Bencana Alam Susul-Menyusul,  Siap kah?

Bencana alam susul-menyusul sejak Gempa Cianjur (23/11) , Garut (3/12) dan sekarang (4/12)Erupsi Semeru. Sudah dilakukan dengan benar kah mitigasi dan kesiapan menghadapinya?

KESIAPAN  dan aksi mitigasi terhadap bencana alam termasuk gempa harus terus dilakukan mengingat wilayah Indonesia yang berada di “cincin api” Pasifik yang rawan terutama terhadap gempa.

Tiga tumbukan lempeng benua yakni Indo-Australia di selatan, Eurasia di utara dan Pasifik di sebelah timur yang merupakan rangkaian gunung api sepanjang 40-ribu km sewaktu-waktu bisa memicu bencana.

Lagi pula, sejauh ini belum ditemukan teknologi, misalnya untuk memastikan kapan gempa tepatnya akan terjadi, kecuali hanya memprediksi berdasarkan peta kerawanan lokasi termasuk jalur-jalur lokasi patahan lempeng.

Sejauh ini (sampai 4 Des.) tercatat 334 korban tewas dan delapan orang masih dalam pencarian  pasca gempa berkekuatan magnitudo 5,6 yang mengguncang 12 kecamatan di Kab. Cianjur, Jawa Barat, (21/11).

Selain korban meninggal dan terluka, sekitar 58,3 ribu warga mengungsi ke berbagai titik pengungsian atau numpang di rumah sanak-kerabat mereka, 8.151 bangunan rumah rusak berat, 10.589   rusak sedang dan 18.469 rusak ringan.

Selain itu, 525 bangunan sekolah, 269 tempat ibadah, 14 fasilitas kesehatan dan 17 gedung perkantoran juga mengalami kerusakan.

Air mata para penyintas yang kehilangan harta benda dan terlebih orang-orang terdekat mereka belum kering, begitu pula ketidaknyamanan dan dengan serba fasilitas minim  tinggal di pusat-pusat pengungsian di tengah ketidakpastian nasib mereka ke depan, termasuk menanti relokasi dan pembangunan rumah pengganti yang dijanjikan oleh pemerintah.

Puluhan kali gempa tektonik dengan Magnitudo lebih kecil terus menyusul pasca gempa Cianjur pada 23 Nov. termasuk yang lumayan besar (Magnitudo 6,1) pada 3 Des. Yang menyebabkan puluhan rumah di delapan kecamatan di Garut rusak.

Gunung Semeru 

Publik kembali tersentak saat gunung tertinggi di P. Jawa, Semeru mengalami erupsi dengan meluncurkan guguran awan panas dan abu pada Minggu (4/11) pukul 02:46 WIB sehingga ditetapkan dalam status Siaga Level IV.

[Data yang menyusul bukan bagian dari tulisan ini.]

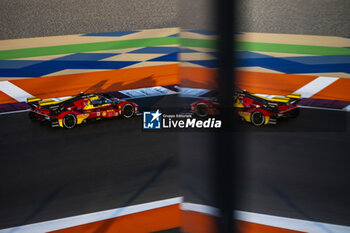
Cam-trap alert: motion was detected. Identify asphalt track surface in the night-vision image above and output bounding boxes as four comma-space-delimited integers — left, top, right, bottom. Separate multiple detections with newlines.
0, 96, 180, 229
0, 0, 350, 228
0, 96, 350, 229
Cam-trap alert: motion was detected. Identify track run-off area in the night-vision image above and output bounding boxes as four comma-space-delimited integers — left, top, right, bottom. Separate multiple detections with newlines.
0, 28, 350, 232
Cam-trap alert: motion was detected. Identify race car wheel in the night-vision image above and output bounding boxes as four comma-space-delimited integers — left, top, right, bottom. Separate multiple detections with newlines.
250, 111, 265, 126
195, 103, 209, 117
28, 111, 39, 122
62, 114, 77, 129
289, 108, 300, 118
122, 104, 135, 118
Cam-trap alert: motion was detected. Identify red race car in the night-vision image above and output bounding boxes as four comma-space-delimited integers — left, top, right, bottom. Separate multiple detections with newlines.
191, 91, 301, 126
27, 93, 137, 129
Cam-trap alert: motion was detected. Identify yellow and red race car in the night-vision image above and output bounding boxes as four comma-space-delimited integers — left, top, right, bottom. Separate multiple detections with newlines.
191, 91, 301, 126
27, 93, 137, 129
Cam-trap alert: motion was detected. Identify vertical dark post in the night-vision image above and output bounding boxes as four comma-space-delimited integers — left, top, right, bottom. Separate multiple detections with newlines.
213, 0, 236, 233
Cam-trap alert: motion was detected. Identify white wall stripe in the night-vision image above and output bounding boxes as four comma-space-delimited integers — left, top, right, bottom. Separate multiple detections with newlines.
180, 202, 220, 217
0, 81, 32, 102
119, 86, 177, 98
295, 77, 339, 98
0, 197, 182, 233
181, 202, 350, 233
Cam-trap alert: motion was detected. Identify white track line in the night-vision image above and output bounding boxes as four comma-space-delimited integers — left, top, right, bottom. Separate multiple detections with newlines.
0, 197, 182, 233
181, 202, 350, 233
295, 77, 339, 98
0, 81, 32, 102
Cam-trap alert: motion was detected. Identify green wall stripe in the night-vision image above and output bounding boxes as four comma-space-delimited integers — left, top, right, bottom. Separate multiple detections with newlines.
0, 37, 179, 60
180, 38, 350, 55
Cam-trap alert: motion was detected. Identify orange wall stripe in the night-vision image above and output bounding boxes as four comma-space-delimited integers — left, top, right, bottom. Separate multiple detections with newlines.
236, 71, 317, 95
11, 64, 179, 99
180, 67, 317, 95
312, 78, 350, 101
52, 204, 181, 233
0, 91, 17, 104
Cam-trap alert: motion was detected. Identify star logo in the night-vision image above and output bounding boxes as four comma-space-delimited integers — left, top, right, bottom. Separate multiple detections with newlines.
151, 109, 162, 122
143, 109, 162, 129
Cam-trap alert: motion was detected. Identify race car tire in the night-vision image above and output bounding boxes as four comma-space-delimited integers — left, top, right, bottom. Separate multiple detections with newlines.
28, 111, 39, 122
122, 104, 135, 118
195, 103, 209, 117
62, 113, 77, 129
250, 111, 265, 127
288, 108, 300, 118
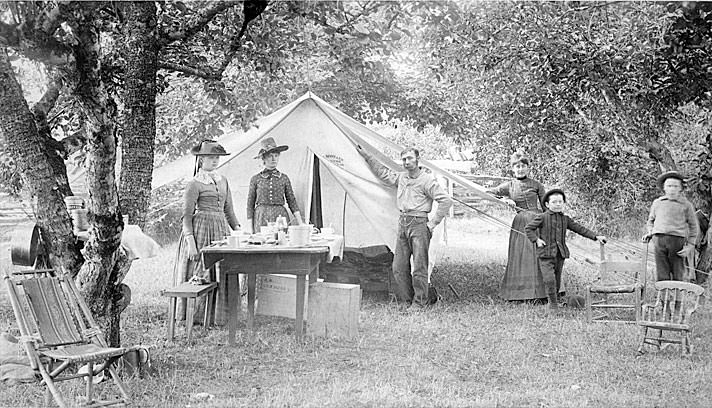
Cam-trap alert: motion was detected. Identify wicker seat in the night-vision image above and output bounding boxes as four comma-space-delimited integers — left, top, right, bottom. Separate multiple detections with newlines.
638, 281, 705, 353
5, 270, 137, 407
586, 244, 648, 323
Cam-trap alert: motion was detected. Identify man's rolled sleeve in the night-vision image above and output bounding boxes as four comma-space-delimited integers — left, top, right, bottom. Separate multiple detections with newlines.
428, 177, 452, 225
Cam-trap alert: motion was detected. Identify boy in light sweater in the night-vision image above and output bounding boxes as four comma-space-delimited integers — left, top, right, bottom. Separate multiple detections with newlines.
643, 171, 698, 281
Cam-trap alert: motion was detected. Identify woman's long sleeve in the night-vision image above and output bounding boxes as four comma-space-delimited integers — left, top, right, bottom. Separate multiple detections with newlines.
284, 176, 301, 213
223, 180, 240, 230
183, 182, 198, 235
246, 176, 257, 220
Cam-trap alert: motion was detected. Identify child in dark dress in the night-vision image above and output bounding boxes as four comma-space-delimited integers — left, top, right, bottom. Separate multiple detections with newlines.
524, 188, 606, 310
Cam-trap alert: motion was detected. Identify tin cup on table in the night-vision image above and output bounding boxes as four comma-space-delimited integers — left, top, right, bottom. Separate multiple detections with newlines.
227, 235, 240, 248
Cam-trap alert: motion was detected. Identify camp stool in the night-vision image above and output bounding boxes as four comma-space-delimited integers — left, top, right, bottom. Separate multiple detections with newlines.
162, 282, 218, 342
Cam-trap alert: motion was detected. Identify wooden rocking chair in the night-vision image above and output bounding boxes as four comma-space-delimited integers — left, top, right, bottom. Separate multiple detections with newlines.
4, 269, 134, 407
586, 244, 648, 323
638, 281, 705, 354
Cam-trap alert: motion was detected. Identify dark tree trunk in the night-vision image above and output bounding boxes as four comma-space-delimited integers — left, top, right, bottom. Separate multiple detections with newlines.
119, 2, 159, 228
0, 48, 82, 274
68, 3, 123, 346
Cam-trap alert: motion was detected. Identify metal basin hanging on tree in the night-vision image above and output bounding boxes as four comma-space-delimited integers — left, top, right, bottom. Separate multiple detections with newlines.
10, 222, 40, 266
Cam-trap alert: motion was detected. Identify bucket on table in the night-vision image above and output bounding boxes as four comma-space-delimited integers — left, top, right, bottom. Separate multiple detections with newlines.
288, 224, 312, 246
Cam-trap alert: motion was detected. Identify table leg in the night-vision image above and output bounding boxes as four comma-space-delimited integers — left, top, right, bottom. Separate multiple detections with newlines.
294, 275, 306, 341
168, 297, 178, 341
185, 298, 195, 343
247, 273, 257, 330
215, 265, 230, 326
228, 273, 240, 346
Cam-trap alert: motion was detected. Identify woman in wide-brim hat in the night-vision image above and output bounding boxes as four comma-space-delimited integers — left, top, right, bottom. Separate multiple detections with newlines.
174, 140, 240, 316
488, 151, 546, 300
247, 137, 302, 232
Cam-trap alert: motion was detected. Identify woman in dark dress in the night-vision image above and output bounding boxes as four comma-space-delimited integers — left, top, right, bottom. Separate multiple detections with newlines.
247, 137, 302, 232
488, 152, 552, 300
173, 140, 240, 321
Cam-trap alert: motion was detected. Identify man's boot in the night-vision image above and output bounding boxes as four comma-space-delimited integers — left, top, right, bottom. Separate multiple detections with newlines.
546, 293, 559, 312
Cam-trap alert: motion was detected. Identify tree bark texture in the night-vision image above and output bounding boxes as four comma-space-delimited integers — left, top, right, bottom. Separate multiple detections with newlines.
119, 2, 159, 228
69, 3, 123, 346
0, 48, 82, 274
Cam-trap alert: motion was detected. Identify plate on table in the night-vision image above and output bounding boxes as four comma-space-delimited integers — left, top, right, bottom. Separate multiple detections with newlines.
312, 234, 336, 241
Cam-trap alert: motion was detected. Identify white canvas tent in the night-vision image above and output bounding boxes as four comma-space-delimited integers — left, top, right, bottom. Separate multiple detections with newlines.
153, 93, 495, 249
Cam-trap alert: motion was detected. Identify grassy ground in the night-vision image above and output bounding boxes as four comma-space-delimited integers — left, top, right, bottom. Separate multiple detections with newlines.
0, 220, 712, 407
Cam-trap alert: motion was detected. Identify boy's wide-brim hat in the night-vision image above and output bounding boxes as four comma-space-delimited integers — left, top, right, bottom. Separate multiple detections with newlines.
255, 137, 289, 159
541, 188, 566, 203
658, 170, 685, 189
190, 142, 230, 156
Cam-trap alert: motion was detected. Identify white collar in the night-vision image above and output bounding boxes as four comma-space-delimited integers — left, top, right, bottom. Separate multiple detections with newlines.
194, 169, 222, 184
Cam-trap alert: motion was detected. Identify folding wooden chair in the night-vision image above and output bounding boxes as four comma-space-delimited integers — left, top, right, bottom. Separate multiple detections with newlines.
5, 269, 134, 407
638, 281, 705, 354
586, 244, 648, 323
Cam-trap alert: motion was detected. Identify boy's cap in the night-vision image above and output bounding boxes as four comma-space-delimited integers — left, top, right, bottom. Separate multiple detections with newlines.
190, 140, 230, 156
658, 170, 685, 189
541, 188, 566, 203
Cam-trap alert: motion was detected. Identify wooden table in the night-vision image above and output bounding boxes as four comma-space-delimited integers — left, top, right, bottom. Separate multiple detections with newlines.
201, 245, 329, 345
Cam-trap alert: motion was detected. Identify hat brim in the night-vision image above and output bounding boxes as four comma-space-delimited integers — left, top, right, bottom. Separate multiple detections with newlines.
541, 188, 566, 203
190, 146, 230, 156
658, 172, 685, 190
255, 145, 289, 159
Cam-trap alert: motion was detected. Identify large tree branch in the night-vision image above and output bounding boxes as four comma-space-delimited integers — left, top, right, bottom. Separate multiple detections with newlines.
0, 2, 73, 65
158, 61, 221, 81
160, 1, 237, 46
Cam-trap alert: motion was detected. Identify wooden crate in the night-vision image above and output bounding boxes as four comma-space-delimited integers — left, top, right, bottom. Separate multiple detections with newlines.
255, 274, 318, 319
307, 282, 361, 339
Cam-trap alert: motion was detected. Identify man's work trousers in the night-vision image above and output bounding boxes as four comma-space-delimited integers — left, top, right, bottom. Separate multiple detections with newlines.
539, 252, 564, 295
653, 234, 686, 281
393, 215, 432, 306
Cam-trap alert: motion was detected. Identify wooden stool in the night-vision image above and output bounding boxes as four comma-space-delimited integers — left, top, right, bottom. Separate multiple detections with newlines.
162, 282, 218, 342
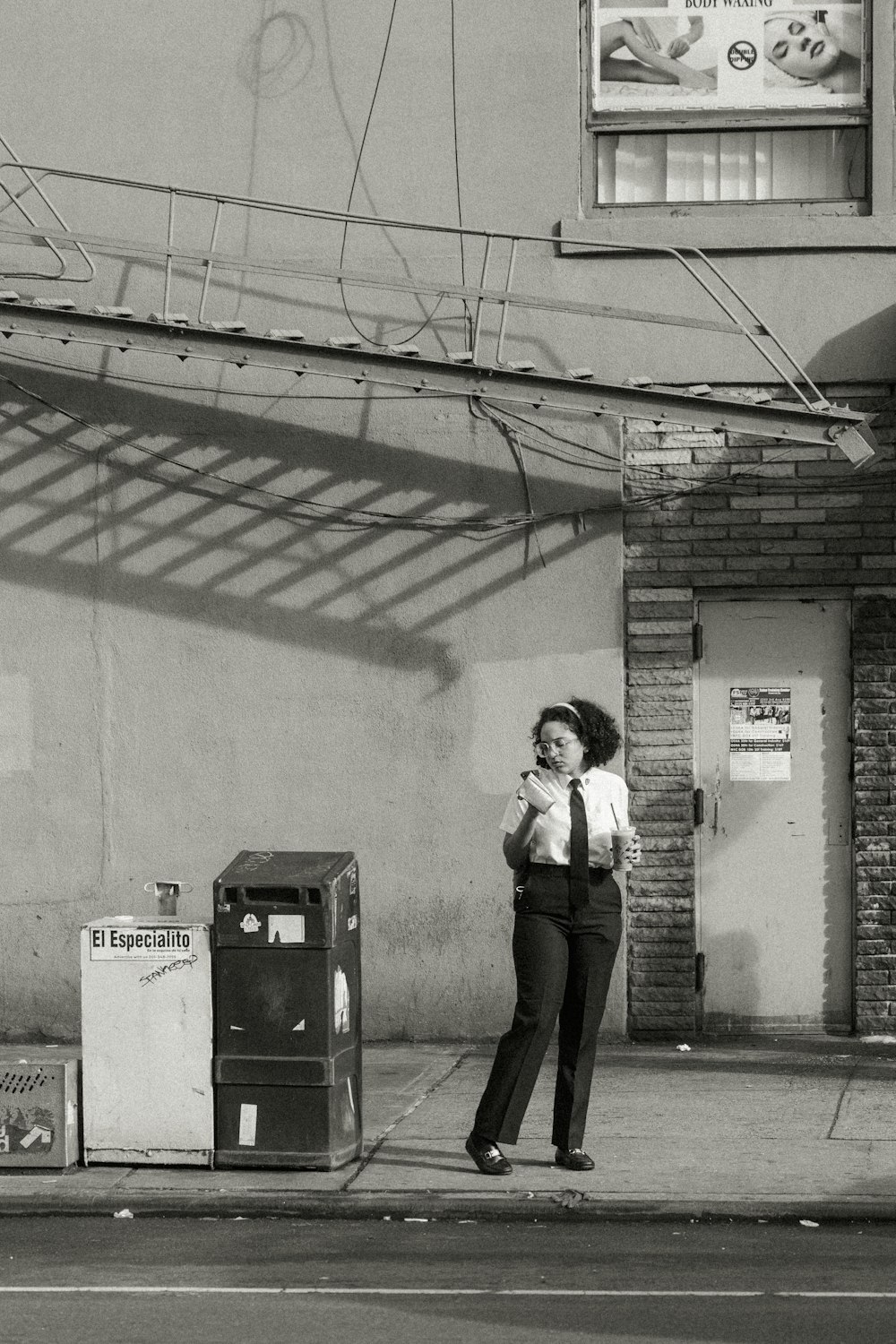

Erupsi tersebut terjadi terjadi persis setahun setelah kejadian sama pada 4 Desember 2021 yang mengakibatkan sejumlah korban tewas tersengat awan panas dan ratusan warga mengungsi.

Dalam erupsi yang terjadi Minggu lalu, sejumlah desa di Kab. Lumajang yang terdampak a.l. Desa Sapiturang dan Sumberurip di Kec. Pronojiwo, Sumbersari di Kec. Rowokangkung, Penangal dan Sumberwuluh di Kec. Candipuro serta Desa  Pasirian di Kec. Pasirian.

Mitigasi dan kesiapan lebih serius perlu dilakukan dan disiapkan oleh institusi terkait, termasuk peralatan untuk mencari korban secepat mungkin, alat-alat yang diperlukan para penyintas, mulai dari tenda-tenda, kebutuhan sanitasi dan air terutama jamban umum, makanan, minuman serta peralatan, obat-obatan dan petugas medis.

Koordinasi penyaluran bantuan juga harus disiapkan, jangan sampai, bantuan salah sasaran, ada yang tidak menerima, ada yang berlebih-lebihan, apalagi sampai ditumpuk di gudang atau dijadikan bancakan oleh orang-orang yang tak berhak.

Seperti dalam kasus bencana gempa Cianjur, hingga beberapa hari, tenda-tenda bantuan belum tiba sehingga sebagian pengungsi terpaksa mengungsi ke kandang kambing atau mendirikan tenda seadanya di tengah dinginnya malam dan guyuran hujan.

Menimba pengalaman pengalaman bencana sebelumnya, penanganannya harus lebih baik lagi.